在 2024/9/8 3:28, Mårten Lindahl 写道:
> If a reboot/shutdown signal with double force (-ff) is triggered when
> the erase worker or wear-leveling worker function runs we may end up in
> a race condition since the MTD device gets a reboot notification and
> suspends the nand flash before the erase or wear-leveling is done. This
> will reject all accesses to the flash with -EBUSY.
> 
> Sequence for the erase worker function:
> 
>     systemctl reboot -ff           ubi_thread
> 
>                                  do_work
>   __do_sys_reboot
>     blocking_notifier_call_chain
>       mtd_reboot_notifier
>         nand_shutdown
>           nand_suspend
>                                    __erase_worker
>                                      ubi_sync_erase
>                                        mtd_erase
>                                          nand_erase_nand
> 
>                                            # Blocked by suspended chip
>                                            nand_get_device
>                                              => EBUSY
> 
> Similar sequence for the wear-leveling function:
> 
>     systemctl reboot -ff           ubi_thread
> 
>                                  do_work
>   __do_sys_reboot
>     blocking_notifier_call_chain
>       mtd_reboot_notifier
>         nand_shutdown
>           nand_suspend
>                                    wear_leveling_worker
>                                      ubi_eba_copy_leb
>                                        ubi_io_write
>                                          mtd_write
>                                            nand_write_oob
> 
>                                              # Blocked by suspended chip
>                                              nand_get_device
>                                                => EBUSY
> 
>   systemd-shutdown[1]: Rebooting.
>   ubi0 error: ubi_io_write: error -16 while writing 2048 bytes to PEB
>   CPU: 1 PID: 82 Comm: ubi_bgt0d Kdump: loaded Tainted: G           O
>   (unwind_backtrace) from [<80107b9f>] (show_stack+0xb/0xc)

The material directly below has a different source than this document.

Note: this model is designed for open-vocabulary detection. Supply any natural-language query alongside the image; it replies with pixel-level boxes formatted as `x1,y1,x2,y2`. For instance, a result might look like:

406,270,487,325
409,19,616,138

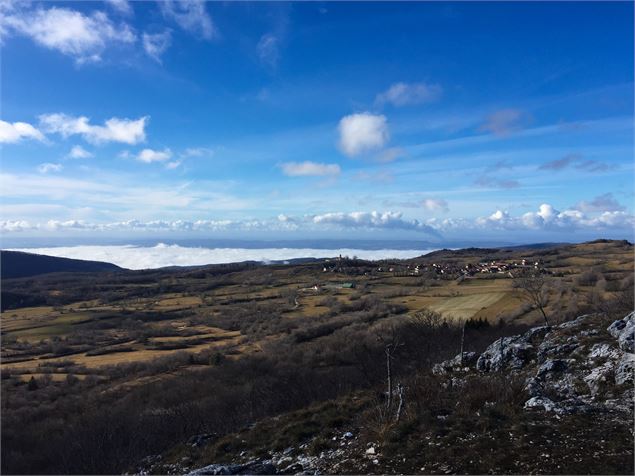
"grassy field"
0,238,632,384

>   (show_stack) from [<8033641f>] (dump_stack_lvl+0x2b/0x34)
>   (dump_stack_lvl) from [<803b7f3f>] (ubi_io_write+0x3ab/0x4a8)

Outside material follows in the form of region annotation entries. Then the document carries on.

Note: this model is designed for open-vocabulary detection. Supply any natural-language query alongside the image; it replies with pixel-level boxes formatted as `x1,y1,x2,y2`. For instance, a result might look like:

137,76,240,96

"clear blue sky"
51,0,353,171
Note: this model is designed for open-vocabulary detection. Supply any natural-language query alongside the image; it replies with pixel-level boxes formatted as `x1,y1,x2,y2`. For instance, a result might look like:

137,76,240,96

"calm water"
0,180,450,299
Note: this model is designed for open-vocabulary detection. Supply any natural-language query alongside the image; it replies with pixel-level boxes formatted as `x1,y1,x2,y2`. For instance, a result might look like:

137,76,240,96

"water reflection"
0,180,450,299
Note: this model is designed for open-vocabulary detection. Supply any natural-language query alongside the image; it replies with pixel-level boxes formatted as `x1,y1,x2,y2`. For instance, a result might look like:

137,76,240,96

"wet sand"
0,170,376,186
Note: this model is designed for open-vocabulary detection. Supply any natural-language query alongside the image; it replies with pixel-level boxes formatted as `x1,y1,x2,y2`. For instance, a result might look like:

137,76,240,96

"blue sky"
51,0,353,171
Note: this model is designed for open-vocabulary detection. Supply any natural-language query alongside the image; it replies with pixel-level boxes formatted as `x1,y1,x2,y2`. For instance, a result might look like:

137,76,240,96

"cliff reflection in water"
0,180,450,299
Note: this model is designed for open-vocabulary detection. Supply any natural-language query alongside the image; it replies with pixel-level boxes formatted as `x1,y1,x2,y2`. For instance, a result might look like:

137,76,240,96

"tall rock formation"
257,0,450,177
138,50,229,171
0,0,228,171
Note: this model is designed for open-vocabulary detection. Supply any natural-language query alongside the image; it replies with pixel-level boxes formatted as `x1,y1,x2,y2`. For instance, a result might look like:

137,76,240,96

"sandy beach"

>   (ubi_io_write) from [<803b817d>] (ubi_io_write_vid_hdr+0x71/0xb4)
>   (ubi_io_write_vid_hdr) from [<803b6971>] (ubi_eba_copy_leb+0x195/0x2f0)
>   (ubi_eba_copy_leb) from [<803b939b>] (wear_leveling_worker+0x2ff/0x738)
>   (wear_leveling_worker) from [<803b86ef>] (do_work+0x5b/0xb0)
>   (do_work) from [<803b9ee1>] (ubi_thread+0xb1/0x11c)
>   (ubi_thread) from [<8012c113>] (kthread+0x11b/0x134)
>   (kthread) from [<80100139>] (ret_from_fork+0x11/0x38)
>   Exception stack(0x80c43fb0 to 0x80c43ff8)
>   ...
>   ubi0 error: ubi_dump_flash: err -16 while reading 2048 bytes from PEB
>   ubi0 error: wear_leveling_worker: error -16 while moving PEB 246 to PEB
>   ubi0 warning: ubi_ro_mode.part.0: switch to read-only mode
>   ...
>   ubi0 error: do_work: work failed with error code -16
>   ubi0 error: ubi_thread: ubi_bgt0d: work failed with error code -16

Yes, I noticed these types of messages too before kernel v5.18. Since 
commit 013e6292aaf5e4b0("mtd: rawnand: Simplify the locking"), the 
behavior of nand_get_device() is changed. A process who is invoking 
nand_get_device() during rebooting won't be stucked, it will get an 
EBUSY error code, that's why we see the above messages from UBI module.
After commit 8cba323437a49a4("mtd: rawnand: protect access to rawnand 
devices while in suspend"), the behavior of nand_get_device() is changed 
back. A process who is invoking nand_get_device() during rebooting will 
be stucked again, so there should be no error messages in UBI layer.
So, is your kernel version lower than v5.18?